Abstract

Management of hypertension in people with kidney disease is challenging and generally requires at least three different and complementary acting antihypertensive agents to achieve the recommended blood pressure goal by the JNC VI and WHO guidelines of <130/85 mmHg. This is also true for the recent blood pressure goal for diabetes of <130/80 mmHg recommended by both the National Kidney Foundation and American Diabetes Association for reduction of cardiovascular risk and preservation of kidney function. Commonly used combinations include an ACE inhibitor, which has compelling indications for use in people with kidney disease with a diuretic, generally a thiazide type agent. Angiotensin receptor blockers have clearly shown effectiveness for slowing nephropathy progression in Type 2 diabetes and clearly have a role as first-line agents in that disease.
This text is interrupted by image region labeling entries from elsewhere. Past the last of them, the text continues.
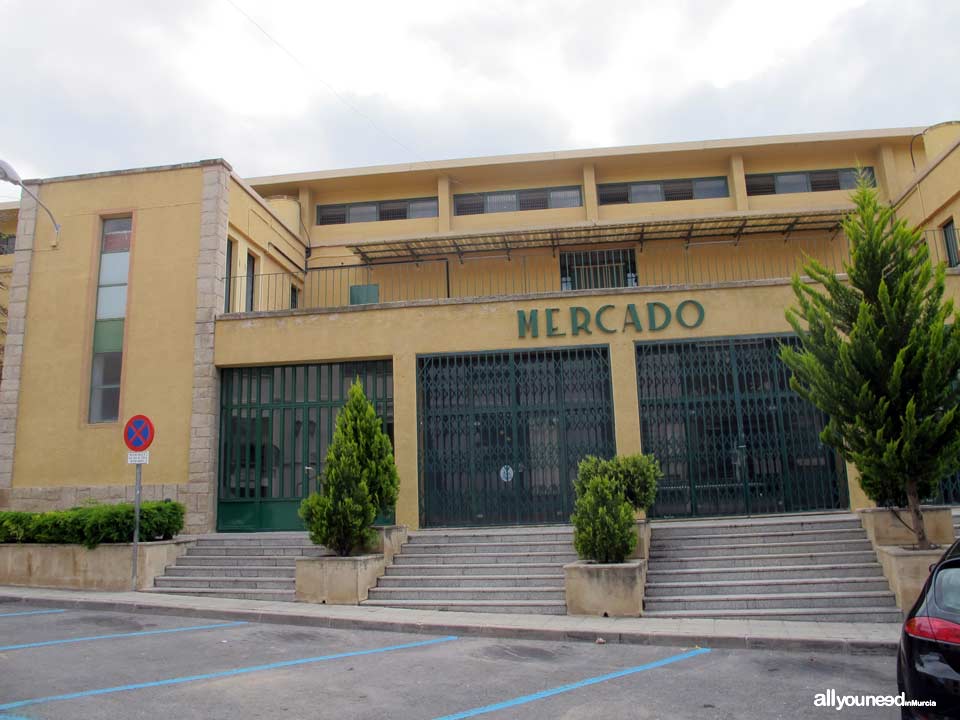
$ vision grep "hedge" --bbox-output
[0,500,185,549]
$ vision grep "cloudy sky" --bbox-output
[0,0,960,201]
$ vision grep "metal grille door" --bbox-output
[417,347,616,527]
[637,336,848,517]
[217,360,393,530]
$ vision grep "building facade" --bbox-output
[0,123,960,531]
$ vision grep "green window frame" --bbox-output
[87,217,133,424]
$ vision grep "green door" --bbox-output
[637,335,848,517]
[217,360,393,531]
[417,347,615,527]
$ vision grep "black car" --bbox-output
[897,540,960,720]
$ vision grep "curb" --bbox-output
[0,591,898,656]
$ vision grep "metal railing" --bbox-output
[216,229,955,312]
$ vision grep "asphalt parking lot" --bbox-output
[0,603,899,720]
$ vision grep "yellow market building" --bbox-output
[0,123,960,532]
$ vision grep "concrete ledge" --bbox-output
[563,560,647,617]
[857,505,954,547]
[0,587,900,657]
[0,538,194,591]
[371,525,409,565]
[876,545,945,612]
[296,553,386,605]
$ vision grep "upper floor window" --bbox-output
[940,220,960,267]
[453,186,583,215]
[747,167,877,195]
[317,198,439,225]
[560,249,637,290]
[597,177,730,205]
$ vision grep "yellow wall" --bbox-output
[13,168,202,487]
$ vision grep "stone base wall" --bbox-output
[0,483,186,512]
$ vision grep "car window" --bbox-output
[934,567,960,614]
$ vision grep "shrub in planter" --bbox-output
[300,380,398,556]
[0,501,185,549]
[571,458,637,563]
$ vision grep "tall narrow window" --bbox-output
[942,220,960,267]
[246,253,257,312]
[223,240,236,312]
[88,218,133,423]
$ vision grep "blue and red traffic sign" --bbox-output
[123,415,156,452]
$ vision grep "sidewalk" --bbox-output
[0,586,900,655]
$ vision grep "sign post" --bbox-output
[123,415,156,592]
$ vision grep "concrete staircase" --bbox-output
[145,532,330,602]
[363,525,577,615]
[644,513,902,623]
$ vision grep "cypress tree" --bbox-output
[781,177,960,549]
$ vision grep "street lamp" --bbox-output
[0,160,60,247]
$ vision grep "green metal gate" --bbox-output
[637,335,849,517]
[417,347,616,527]
[217,360,393,530]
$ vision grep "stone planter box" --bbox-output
[627,520,650,560]
[296,553,386,605]
[563,560,647,617]
[370,525,408,565]
[0,539,193,592]
[857,505,954,547]
[877,545,943,612]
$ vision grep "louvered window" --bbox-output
[597,177,730,205]
[453,187,583,215]
[317,198,439,225]
[747,167,877,195]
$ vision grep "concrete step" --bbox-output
[153,575,294,590]
[163,565,296,580]
[647,562,883,586]
[407,527,573,545]
[401,540,573,556]
[393,549,577,565]
[186,545,333,558]
[650,528,864,551]
[370,584,564,602]
[141,587,296,602]
[650,531,873,563]
[644,590,896,612]
[378,573,563,588]
[361,600,567,615]
[176,555,297,567]
[651,513,862,538]
[384,555,563,577]
[643,607,903,625]
[645,575,890,598]
[650,549,877,570]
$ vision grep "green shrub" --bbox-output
[577,453,663,512]
[0,501,184,549]
[571,458,637,563]
[300,381,380,555]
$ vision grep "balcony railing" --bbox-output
[224,233,872,312]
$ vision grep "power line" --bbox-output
[226,0,419,164]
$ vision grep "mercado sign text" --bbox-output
[517,300,706,338]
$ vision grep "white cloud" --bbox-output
[0,0,960,191]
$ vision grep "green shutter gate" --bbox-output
[217,360,393,531]
[636,335,849,517]
[417,347,616,527]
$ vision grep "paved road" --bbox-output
[0,603,899,720]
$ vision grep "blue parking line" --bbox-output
[0,621,247,652]
[0,635,459,712]
[435,648,710,720]
[0,610,66,617]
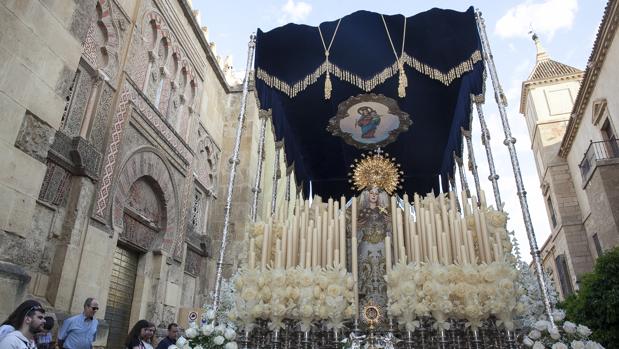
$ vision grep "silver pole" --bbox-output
[475,100,503,211]
[454,153,471,198]
[461,129,481,206]
[251,110,270,222]
[213,34,256,311]
[475,9,555,327]
[271,141,284,215]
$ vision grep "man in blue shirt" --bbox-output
[157,322,178,349]
[58,298,99,349]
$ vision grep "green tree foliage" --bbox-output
[559,247,619,349]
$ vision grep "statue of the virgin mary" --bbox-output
[356,187,391,324]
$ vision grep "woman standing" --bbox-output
[125,320,153,349]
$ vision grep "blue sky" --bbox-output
[193,0,606,261]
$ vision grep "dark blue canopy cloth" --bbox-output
[255,7,484,197]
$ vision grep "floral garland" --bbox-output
[229,266,355,331]
[522,311,604,349]
[385,262,522,331]
[256,50,482,98]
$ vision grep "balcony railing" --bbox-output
[579,139,619,181]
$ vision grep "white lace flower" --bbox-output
[529,330,542,339]
[563,321,576,334]
[576,325,591,337]
[213,336,226,345]
[570,341,585,349]
[224,328,236,341]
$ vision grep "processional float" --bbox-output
[213,8,552,348]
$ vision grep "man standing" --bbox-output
[57,298,99,349]
[157,323,178,349]
[0,306,45,349]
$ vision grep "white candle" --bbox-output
[413,235,422,263]
[247,238,256,269]
[299,237,307,268]
[260,224,269,271]
[385,236,391,273]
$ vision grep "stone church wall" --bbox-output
[0,0,272,347]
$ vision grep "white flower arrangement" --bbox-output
[385,262,521,331]
[173,320,238,349]
[522,310,604,349]
[231,266,355,331]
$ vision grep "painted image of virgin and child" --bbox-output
[355,106,381,139]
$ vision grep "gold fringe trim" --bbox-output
[256,50,482,98]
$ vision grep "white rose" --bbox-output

If additional therapy is required, either a beta blocker or calcium antagonist may be added to this antihypertensive 'cocktail'. Beta blockers are particularly effective in people with a high sympathetic drive, i.e. high pulse rates, to lower pressure and reduce cardiovascular risk. Moreover, in recent studies their benefits on kidney function both by reducing proteinuria and slowing decline of kidney function make them good agents to add in the appropriate clinical setting. Given recent data from an analysis of the NHANES III database showing only 11% of people being treated for hypertension with diabetic kidney disease have achieved the blood pressure goal of <130/85 mmHg, it's no wonder the incidence of people starting dialysis continues to climb. Physicians need to work harder and educate patients on the importance of achieving these lower blood pressure guidelines.